But in the same place there is so much beauty. In the same place God overwhelms you with a small glimpse of his presence, some cracks in the fabric of reality where rays of heaven shine down. Watching one of our team members play little hand with some kids. The gospel presented through the colors of the rainbow displayed together in a tapestry. Hours of prayer and worship in communion and intercession with one another for the land and the people that dwell in it. An empty tomb in a garden where ten years ago, my friends and I lamented and declared gratitude for his faithfulness, and now we sing his victory over the grave. We took part in Mikvahs in the Jordan sharing God’s faithfulness and this new season that he is bringing us into. An unearthed first century Synagogue in Magdala, where Jesus had once walked and taught. Even now, I think of these moments of grace bestowed upon us and I am left undone.
It’s sometimes hard to see that beauty, especially since coming back to the states, but it’s still there. We just have to orient our lives to see it. One Shabbat dinner, we sat around a large table with an abundance of food and conversation, wine and laughter. Free time and priceless conversations, Book readings and cups of tea. In those hours of communion, beauty was still accessible, far away from the things that distract us from looking up.

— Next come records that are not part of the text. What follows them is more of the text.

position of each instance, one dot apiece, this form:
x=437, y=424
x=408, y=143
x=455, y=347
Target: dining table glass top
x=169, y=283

In the western church, we have gotten so caught up in logic and sound arguments that we forgot the gift God has given us to witness his beauty in his handiwork. The beauty of every soul that he has uniquely made. Beauty in the here and now, the moment. Beauty in the true and powerful work of the cross. Beauty doesn’t cause the things that don’t matter to not matter but instead causes those that do to shine brighter than everything else.